A revolução verde produtivista com as suas monoculturas
de tabaco, morangos e abacates destinadas à exportação enfraqueceu a economia
palestiniana. Não é compatível com a ocupação e controlo de todas as fronteiras
externas pelas autoridades israelitas que as fecham sempre que desejam.
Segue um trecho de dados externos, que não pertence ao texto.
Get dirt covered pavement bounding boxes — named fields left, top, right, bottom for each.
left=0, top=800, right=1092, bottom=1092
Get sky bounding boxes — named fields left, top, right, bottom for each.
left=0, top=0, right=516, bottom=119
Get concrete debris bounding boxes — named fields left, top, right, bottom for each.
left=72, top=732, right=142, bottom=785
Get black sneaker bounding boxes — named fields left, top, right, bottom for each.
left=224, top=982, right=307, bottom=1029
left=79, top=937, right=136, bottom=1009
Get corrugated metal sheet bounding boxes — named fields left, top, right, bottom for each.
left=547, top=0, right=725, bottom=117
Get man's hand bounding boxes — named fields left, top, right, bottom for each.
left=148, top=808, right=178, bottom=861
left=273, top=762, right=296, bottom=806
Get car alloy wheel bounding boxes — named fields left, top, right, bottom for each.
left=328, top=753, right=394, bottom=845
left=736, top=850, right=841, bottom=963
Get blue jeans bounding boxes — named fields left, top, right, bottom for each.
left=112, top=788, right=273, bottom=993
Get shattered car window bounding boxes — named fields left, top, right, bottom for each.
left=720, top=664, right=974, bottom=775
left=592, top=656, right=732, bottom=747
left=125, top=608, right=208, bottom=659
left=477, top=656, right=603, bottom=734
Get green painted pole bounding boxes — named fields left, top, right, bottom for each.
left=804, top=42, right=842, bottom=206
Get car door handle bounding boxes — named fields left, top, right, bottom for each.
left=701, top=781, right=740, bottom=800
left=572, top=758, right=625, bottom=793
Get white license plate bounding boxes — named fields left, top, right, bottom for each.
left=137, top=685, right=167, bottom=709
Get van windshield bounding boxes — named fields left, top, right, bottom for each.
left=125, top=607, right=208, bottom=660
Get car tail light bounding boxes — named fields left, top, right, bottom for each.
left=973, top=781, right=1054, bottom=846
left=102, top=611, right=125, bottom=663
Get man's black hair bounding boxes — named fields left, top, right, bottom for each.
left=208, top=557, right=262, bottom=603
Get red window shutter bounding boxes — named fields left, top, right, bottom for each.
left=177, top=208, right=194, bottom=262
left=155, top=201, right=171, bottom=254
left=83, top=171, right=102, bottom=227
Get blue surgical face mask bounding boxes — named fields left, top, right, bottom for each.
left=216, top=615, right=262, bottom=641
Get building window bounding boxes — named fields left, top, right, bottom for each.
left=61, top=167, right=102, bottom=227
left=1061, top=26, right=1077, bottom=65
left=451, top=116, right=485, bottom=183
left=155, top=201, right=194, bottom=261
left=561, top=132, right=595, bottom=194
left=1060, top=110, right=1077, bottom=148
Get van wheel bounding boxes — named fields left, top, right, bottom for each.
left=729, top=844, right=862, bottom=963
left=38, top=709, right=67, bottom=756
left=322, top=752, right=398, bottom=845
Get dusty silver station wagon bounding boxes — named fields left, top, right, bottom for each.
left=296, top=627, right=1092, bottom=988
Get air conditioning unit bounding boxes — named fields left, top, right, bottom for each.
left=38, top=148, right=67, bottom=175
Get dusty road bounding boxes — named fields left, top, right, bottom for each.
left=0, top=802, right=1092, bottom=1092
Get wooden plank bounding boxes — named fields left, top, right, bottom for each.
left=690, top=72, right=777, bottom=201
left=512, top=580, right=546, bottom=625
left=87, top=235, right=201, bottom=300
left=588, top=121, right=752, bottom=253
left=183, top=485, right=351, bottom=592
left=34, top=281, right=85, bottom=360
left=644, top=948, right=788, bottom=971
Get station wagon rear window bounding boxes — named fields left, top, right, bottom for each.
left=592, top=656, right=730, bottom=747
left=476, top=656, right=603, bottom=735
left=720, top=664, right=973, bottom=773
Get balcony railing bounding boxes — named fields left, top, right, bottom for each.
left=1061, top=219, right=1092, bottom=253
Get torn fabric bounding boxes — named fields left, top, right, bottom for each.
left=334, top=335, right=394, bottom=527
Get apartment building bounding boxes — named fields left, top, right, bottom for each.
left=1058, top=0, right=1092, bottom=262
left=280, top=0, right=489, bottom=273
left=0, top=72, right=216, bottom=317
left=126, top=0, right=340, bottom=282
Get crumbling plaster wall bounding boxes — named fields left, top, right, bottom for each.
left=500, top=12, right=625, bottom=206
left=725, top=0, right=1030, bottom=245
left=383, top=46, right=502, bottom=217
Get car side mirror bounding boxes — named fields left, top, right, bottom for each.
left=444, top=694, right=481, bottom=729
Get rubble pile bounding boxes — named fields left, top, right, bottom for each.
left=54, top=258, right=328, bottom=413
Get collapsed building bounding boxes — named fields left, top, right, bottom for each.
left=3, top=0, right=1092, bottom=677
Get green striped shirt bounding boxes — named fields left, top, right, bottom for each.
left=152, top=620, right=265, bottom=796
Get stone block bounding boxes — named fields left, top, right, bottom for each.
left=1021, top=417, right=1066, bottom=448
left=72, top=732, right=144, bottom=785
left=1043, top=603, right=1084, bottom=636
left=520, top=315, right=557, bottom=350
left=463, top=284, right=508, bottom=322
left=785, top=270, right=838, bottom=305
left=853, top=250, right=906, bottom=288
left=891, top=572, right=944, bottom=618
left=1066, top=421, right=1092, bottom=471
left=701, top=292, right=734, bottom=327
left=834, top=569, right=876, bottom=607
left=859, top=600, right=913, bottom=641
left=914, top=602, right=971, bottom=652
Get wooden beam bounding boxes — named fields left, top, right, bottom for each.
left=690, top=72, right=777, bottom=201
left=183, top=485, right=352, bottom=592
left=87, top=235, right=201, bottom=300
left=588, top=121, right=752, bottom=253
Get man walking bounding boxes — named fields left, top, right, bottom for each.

Em Gaza, estamos a assistir ao surgimento de uma economia circular, mesmo que não seja chamada assim. É, de facto, necessário reciclar materiais de edifícios destruídos para poder construir novos edifícios, porque são muito poucos os materiais que podem entrar no território. Um empresário desenvolveu uma forma de usar o lixo como material. Os métodos de construção antigos, em terra ou areia, também parecem mais adaptados ao território e ao clima. Utilizamos métodos inovadores de produção agrícola, hidropónica ou vertical, porque há escassez de terra e o solo está poluído. Novas práticas energéticas foram implementadas, especialmente em Gaza, onde, para além dos geradores que substituem a pouca eletricidade fornecida, foram instalados em grande número painéis solares.”
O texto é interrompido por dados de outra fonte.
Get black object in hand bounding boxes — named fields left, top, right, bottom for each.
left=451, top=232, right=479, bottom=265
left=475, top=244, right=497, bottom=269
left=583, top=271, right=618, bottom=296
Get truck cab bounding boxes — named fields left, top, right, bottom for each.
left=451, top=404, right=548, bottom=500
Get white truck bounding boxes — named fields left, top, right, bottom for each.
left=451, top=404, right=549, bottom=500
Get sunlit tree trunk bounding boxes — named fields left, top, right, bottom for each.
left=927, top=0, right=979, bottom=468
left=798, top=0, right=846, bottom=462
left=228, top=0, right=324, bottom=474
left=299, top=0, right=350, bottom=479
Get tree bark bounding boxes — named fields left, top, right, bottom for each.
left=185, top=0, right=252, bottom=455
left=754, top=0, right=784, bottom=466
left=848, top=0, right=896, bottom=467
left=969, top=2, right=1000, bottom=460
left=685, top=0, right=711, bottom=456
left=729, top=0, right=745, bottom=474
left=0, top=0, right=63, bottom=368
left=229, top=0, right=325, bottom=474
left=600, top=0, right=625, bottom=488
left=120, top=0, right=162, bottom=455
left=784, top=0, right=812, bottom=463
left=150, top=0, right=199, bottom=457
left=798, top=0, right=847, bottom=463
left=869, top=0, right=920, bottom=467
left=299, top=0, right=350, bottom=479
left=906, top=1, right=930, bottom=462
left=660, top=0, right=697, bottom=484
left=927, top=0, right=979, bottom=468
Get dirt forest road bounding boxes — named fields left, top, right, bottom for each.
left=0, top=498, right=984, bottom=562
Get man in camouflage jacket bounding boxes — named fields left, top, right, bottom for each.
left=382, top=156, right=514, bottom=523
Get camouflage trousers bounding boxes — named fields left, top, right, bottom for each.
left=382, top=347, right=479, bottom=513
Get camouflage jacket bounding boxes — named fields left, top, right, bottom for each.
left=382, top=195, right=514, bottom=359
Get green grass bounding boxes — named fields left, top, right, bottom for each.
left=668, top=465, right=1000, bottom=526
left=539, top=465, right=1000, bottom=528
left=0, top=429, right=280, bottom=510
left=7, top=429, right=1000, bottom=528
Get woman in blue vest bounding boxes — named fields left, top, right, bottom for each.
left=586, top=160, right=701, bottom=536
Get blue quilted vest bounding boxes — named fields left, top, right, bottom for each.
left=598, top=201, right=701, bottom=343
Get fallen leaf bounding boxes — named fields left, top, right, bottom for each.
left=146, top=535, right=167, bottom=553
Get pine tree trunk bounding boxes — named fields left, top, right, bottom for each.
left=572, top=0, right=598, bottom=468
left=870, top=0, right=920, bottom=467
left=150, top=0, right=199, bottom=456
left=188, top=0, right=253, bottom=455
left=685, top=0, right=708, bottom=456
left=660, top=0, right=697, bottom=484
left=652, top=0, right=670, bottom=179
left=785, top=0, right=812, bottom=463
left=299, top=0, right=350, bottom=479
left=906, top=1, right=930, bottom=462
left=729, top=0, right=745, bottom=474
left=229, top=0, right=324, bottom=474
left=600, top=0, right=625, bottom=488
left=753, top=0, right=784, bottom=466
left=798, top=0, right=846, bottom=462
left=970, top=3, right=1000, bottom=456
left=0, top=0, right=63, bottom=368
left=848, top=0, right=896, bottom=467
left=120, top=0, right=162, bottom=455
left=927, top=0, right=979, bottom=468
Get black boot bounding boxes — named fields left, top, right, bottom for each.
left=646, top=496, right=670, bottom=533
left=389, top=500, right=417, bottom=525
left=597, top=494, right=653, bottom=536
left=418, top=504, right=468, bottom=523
Podemos falar sobre ecocídio agora?
“Bastante. Muitos palestinos usam agora o termo, assim como destacam a noção de desigualdades ambientais com a captura de recursos naturais por Israel. Isto permite-nos compreender os danos causados ao ambiente como um todo e o seu significado político. Isto também permite desafiar o movimento ambientalista israelita, que até agora não se mostrou muito preocupado, e denunciar o greenwashing das autoridades. Em Gaza, pesticidas são pulverizados por avião nas zonas fronteiriças, olivais e laranjais foram arrancados. Em todo o lado, o solo está poluído pela toxicidade da guerra e pela chuva de bombas, algumas das quais contêm fósforo. Na Cisjordânia, as autoridades israelitas e os intervenientes privados externalizam certas perturbações ambientais. Em Hebron, foi criado um depósito de lixo eletrónico. As águas residuais não são distribuídas uniformemente. Em Tulkarem, uma fábrica de produtos químicos considerada demasiado tóxica também foi transferida para o outro lado do Muro e está a poluir enormemente os habitantes, terras e explorações palestinianas circundantes.
Os habitantes
dos territórios ocupados e o seu ambiente são atacados. Parece que o seu
destino é comum e que devem, portanto, de certa forma, resistir juntos. Isto é
o que chamo de ‘resistências multiespécies’, ecoando o pensamento da filósofa
feminista americana Donna Haraway. Há
uma relação íntima entre os palestinos e o seu ambiente. O mesmo medo
pela existência. A mesma ameaça de apagamento. É muito palpável na fala de
certas pessoas. Há uma luta comum
pela sobrevivência, que diz respeito tanto aos seres humanos como ao resto da
vida, uma necessidade ecológica ainda mais aguda. É por isso que falo de
ecologismo existencial na Palestina."
Stéphanie Latte Abdallah, Reporterre.